In investigating its success, I interviewed Rob Hyndman, the club community organiser – who sadly had more time on his hands, as all football was off due to Covid-19. Rob sees a number of reasons for the success of the club, in social as well as in football terms:
- The location of the club in a densely populated are – east Dulwich, very near Brixton, Peckham, Streatham and Forest Hill.
- The modest admission charges (£11 for adult, £5 concessions – with a lot of people including NHS workers eligible for concessions.)
- Specific efforts to attract families and local schools – Rob himself is a primary school teacher. Different schools get opportunities to be players’ mascots on match-days or to play mini-games at half-time, and they have an academy for young players.
- Match-day fund-raising for various local charities.
- A very active supporters trust, which runs more fund-raising events, and helps create a unique club atmosphere. “Once people come to match,” says Rob, “they want to come back.” The ‘Rabble’, our appropriately-name supporters group, can be almost a thousand strong and stands behind the goal that Dulwich is attacking, changing over at half-time. One player said they’re worth nearly a goal start to us!
- A wonderful, and successful, campaign to get our ground back when we were turfed out by a greedy property company in 2018. With backing from the local MP, council, London Mayor, and government sports minister.
The community side of the club is run by volunteers, but the club is still a private company, owned by shareholders. Some clubs are actually owned by supporters or by their local communities, such as AFC Wimbledon, FC United of Manchester, Lewes FC, Exeter City, AFC Wrexham and Bath City – who came second to Dulwich in the community club award, as Rob proudly told me. But they always beat us on the pitch! No matter how community oriented we are, footballers are still competitive.

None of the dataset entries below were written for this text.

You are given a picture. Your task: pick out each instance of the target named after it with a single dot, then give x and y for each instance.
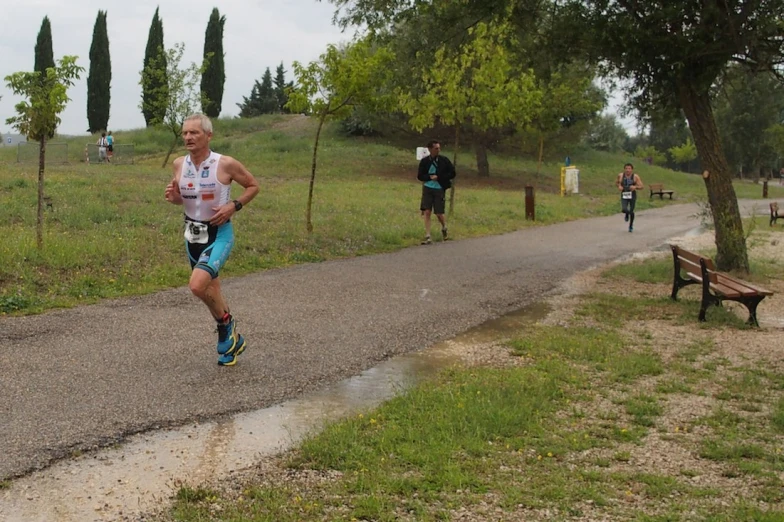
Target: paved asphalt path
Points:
(74, 380)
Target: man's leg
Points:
(230, 343)
(442, 220)
(203, 286)
(427, 214)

Another club strongly committed to ethical and environmental principles is Forest Green Rovers, based in Nailsworth near Stroud. They serve vegan food to players and spectators, have an organic pitch, solar panels and a biodiversity programme. It is sponsored by Ecotricity, the green energy firm. (See ‘Football and the New Economy’, STIR magazine, Issue 27, 2019.)

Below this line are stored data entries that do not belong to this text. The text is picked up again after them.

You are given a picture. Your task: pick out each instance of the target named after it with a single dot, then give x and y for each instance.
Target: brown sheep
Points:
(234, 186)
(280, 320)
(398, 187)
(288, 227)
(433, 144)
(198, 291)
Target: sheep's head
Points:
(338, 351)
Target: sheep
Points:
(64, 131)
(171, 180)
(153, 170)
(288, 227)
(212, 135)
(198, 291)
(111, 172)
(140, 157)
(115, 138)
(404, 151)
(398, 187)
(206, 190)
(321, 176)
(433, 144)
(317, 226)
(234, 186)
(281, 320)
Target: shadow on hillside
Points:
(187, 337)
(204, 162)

I’ve also discovered the joys of walking football – playing it up to three times a week before personal injuries and then the lockdown got in the way. This is the game for those of us in our vintage years who want to revisit our childhood dreams. I’ve discovered two wonderful things as I developed football skill so late in life.
- Most of the best footballers are working class lads. We middle class lads and lassies have to be humble and learn from them. Where else in life do you get such a social class inversion?

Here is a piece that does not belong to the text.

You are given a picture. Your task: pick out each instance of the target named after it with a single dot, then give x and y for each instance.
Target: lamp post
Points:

- Football at every level is all about using space well, developing an awareness where teammates and opponents are, and likely to move to. What wonderful training for social distancing in public spaces!
A football club can help engender a feeling of belonging, of pride in our community – as can rugby, cricket and other team sports, such as lacrosse in the Cheshire area. Coming originally from the west of Ireland I still have the maroon shirt of Galway United, which I can also wear on Galway county hurling and Gaelic football matchdays! I’ve got the green cap for watching Connacht, the provincial rugby team.
Ben Ryan of Theos reflects on local pride and its links to community cohesion and resilience : “Pride, instead of reflecting a town’s economic thriving, has become much more important as a resilience tool. It can be employed to defend a community from abject hopelessness in the face of an overwhelming list of economic and social challenges.”
I feel this sense of pride and belonging to a locality is weaker here in England. Most churches here try hard to foster it. Our second great commandment is to love our neighbours as our selves. We do so by coming together to worship and to look out for one another. So that we feel more connected to each other, pride in our local church and in our area.
Most community activities support this quest. Football clubs can make a special contribution. We go the Champion Hill most weeks and shout ‘come on Dulwich’. And, as you might have noticed, I say ‘we’ almost as much as ‘I’.
One Reply to “No I in TEAM – football in the new economy”
Thank you, Tony. I am not normally drawn to team sports (to put it mildly), so this was a helpful reminder of the good things that they can bring, and how different subcultures have a part to play in contributing to a fair and sustainable economy and society.